Pakistan growth set to fall
by This email address is being protected from spam bots, you need Javascript enabled to view it on Sunday, 07 December 2008
Pakistan's economic growth is expected to fall to between 3.5 percent and 4.5 percent this fiscal year, the central bank said Saturday, slowed by domestic turmoil and the global economic crisis.
The State Bank of Pakistan report also forecast the rate of inflation would range between 20 and 22 percent for the year to June 30 2009.
The projected growth rate is in line with forecasts from the International Monetary Fund (IMF), which last month granted Pakistan $7.6 billion in credit in its first rescue in Asia since the global financial crisis began.
The IMF said that global economic turmoil, higher oil and food prices and a worsening internal security situation meant Pakistan had suffered from "a large increase in the fiscal deficit... rising inflation and a sharp decline in international reserves".
Pakistan's precarious financial situation had caused worldwide alarm due to its role as a key ally in the US-led "war on terror" and its position as the world's only nuclear armed Islamic power.
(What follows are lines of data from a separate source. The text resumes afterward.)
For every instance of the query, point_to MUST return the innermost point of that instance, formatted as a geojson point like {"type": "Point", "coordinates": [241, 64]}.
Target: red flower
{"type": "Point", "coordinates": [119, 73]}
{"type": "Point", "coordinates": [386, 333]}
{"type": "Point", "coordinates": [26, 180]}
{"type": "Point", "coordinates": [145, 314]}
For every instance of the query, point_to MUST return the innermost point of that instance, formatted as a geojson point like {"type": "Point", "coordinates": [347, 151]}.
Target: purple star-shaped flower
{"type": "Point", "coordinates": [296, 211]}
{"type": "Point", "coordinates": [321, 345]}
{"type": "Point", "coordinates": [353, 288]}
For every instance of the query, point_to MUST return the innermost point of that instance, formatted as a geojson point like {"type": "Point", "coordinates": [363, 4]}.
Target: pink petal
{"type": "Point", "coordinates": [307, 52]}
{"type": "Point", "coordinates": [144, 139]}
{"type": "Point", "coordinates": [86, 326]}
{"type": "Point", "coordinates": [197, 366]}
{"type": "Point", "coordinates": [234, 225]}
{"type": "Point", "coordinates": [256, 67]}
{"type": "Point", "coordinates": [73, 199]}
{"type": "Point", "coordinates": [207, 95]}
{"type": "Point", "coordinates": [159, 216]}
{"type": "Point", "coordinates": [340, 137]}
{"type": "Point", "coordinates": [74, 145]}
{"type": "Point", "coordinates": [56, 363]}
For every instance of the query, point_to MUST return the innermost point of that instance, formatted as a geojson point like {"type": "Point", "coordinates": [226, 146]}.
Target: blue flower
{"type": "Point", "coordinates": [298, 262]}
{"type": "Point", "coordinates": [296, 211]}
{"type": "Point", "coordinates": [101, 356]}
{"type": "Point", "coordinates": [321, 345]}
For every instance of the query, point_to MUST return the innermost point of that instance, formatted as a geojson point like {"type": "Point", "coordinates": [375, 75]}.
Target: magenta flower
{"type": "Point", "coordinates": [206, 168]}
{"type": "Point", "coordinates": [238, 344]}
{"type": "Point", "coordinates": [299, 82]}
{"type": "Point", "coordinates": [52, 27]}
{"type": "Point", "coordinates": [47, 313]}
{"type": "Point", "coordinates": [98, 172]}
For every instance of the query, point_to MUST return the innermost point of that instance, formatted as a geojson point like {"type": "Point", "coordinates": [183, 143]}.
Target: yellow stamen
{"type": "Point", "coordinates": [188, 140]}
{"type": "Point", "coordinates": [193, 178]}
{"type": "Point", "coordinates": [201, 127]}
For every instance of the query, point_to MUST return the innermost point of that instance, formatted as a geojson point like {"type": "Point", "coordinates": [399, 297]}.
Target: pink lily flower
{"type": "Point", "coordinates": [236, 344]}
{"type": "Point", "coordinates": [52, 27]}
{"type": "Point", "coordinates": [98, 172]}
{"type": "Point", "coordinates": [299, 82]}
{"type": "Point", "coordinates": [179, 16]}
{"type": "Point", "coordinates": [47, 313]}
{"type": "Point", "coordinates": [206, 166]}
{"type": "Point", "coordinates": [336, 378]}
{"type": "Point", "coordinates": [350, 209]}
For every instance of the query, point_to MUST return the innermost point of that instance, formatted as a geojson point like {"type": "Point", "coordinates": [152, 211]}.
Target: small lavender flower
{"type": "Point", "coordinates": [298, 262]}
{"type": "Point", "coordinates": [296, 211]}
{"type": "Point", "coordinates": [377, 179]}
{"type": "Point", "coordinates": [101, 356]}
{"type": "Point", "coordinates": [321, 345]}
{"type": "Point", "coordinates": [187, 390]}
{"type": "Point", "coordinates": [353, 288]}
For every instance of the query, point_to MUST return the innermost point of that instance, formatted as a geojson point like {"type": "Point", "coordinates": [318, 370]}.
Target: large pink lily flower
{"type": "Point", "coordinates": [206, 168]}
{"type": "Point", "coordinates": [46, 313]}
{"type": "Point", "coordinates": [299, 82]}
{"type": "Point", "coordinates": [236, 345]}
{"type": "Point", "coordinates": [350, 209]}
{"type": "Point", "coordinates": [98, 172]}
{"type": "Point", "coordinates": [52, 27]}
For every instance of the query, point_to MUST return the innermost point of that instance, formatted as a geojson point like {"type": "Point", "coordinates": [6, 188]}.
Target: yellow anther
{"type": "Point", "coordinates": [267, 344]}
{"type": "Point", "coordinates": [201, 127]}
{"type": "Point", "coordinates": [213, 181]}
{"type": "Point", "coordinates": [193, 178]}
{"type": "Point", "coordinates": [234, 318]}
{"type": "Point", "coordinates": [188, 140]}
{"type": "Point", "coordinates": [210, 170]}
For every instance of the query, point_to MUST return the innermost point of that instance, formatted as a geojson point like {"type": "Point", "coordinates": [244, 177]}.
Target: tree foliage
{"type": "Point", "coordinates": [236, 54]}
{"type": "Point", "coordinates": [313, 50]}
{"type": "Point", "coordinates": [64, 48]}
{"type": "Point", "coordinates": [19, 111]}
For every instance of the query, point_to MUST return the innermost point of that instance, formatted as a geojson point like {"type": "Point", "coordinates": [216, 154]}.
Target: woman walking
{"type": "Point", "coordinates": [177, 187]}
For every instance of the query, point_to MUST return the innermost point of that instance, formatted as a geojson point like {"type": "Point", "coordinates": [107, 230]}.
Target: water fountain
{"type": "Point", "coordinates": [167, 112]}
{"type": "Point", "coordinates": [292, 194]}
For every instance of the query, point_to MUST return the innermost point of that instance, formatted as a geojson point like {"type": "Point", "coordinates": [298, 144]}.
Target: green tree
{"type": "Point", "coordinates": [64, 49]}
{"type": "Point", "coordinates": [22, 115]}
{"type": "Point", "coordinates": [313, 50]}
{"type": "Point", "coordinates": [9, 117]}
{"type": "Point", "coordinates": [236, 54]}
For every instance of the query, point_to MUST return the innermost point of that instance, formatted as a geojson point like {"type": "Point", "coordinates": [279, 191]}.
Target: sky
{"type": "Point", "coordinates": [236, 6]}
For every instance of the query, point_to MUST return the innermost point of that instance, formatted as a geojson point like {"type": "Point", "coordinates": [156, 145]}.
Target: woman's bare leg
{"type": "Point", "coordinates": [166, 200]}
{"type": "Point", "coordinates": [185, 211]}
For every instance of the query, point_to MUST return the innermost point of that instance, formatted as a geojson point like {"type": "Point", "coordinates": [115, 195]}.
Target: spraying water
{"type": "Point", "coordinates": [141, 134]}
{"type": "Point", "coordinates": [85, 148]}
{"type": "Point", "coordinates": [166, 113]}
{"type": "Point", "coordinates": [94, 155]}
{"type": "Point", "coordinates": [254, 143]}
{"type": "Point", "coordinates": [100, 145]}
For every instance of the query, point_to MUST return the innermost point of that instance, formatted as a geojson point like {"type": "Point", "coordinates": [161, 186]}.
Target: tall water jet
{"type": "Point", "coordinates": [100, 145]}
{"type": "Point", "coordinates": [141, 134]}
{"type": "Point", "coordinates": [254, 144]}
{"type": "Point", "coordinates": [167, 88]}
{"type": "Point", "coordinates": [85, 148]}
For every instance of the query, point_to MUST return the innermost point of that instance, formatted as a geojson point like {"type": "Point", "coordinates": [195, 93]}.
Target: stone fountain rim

"Pakistan faced an unprecedented rise in global oil and other commodity prices [in 2007/8], as well as a slowdown in major textile export markets," the bank report said.
"At the same time, import demand was stoked by lower production growth in the real sector [amid power shortages, disappointing crops] and a very expansionary fiscal policy."
It said Pakistan's economy grew by 5.8 percent in the year to June 30 2008, well short of the target of 7.2 percent.